Mais um depoimento é a tradução perfeita desse padrão de comportamento feminino: “não podia falar ‘não’ para o meu filho. Ele pediu para eu ficar com minha neta, mas eu tinha programado um passeio com minhas colegas do clube. Resultado: fiquei com raiva, mas a culpa não me deixou tomar outra atitude”. Ao abordar o modelo de maternidade que é desempenhado de forma vitalícia, Marisa, aponta o erro de tratar filhos adultos da mesma forma como quando eram crianças. “Uma coisa é ser mãe, condição irreversível que se adquire quando se tem filhos, e outra coisa é desempenhar o papel materno como eterno – até porque ele é transitório e caduca. A compreensão desse fenômeno nos liberta e nos permite entender que nossos filhos precisam construir sua própria história. Esse discernimento evita manipulações, chantagens e jogos de poder de quem espera e cobra dos filhos o reconhecimento por tanta dedicação”.
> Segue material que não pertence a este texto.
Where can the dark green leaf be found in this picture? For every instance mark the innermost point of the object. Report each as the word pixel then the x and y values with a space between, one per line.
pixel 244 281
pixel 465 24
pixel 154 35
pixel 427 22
Também busca inspiração na mitologia grega, valendo-se da figura de Hécate, deusa cujo nome significa “a distante”: é a sábia anciã que aguarda nas encruzilhadas e observa o passado, o presente e o futuro. “Hécate trabalha com o silêncio e a reflexão. É para onde me dirijo, como vou conduzir minha vida quando tiver 80 ou 90 anos”, ensina. Ao final de cada capítulo, há exercícios para se pensar e escrever sobre medos, sentimentos e transformações. Apesar dos desafios associados à longevidade, ela se mostra otimista, com uma ressalva: “estou me referindo ao homem e à mulher dos centros urbanos, com condições de cuidar da saúde. O Brasil é um país que se adapta muito rapidamente e a consciência dos cuidados para um envelhecimento saudável já existe. Visitei recentemente a Espanha e me surpreendi como lá os idosos alimentam-se mal e não fazem exercícios”.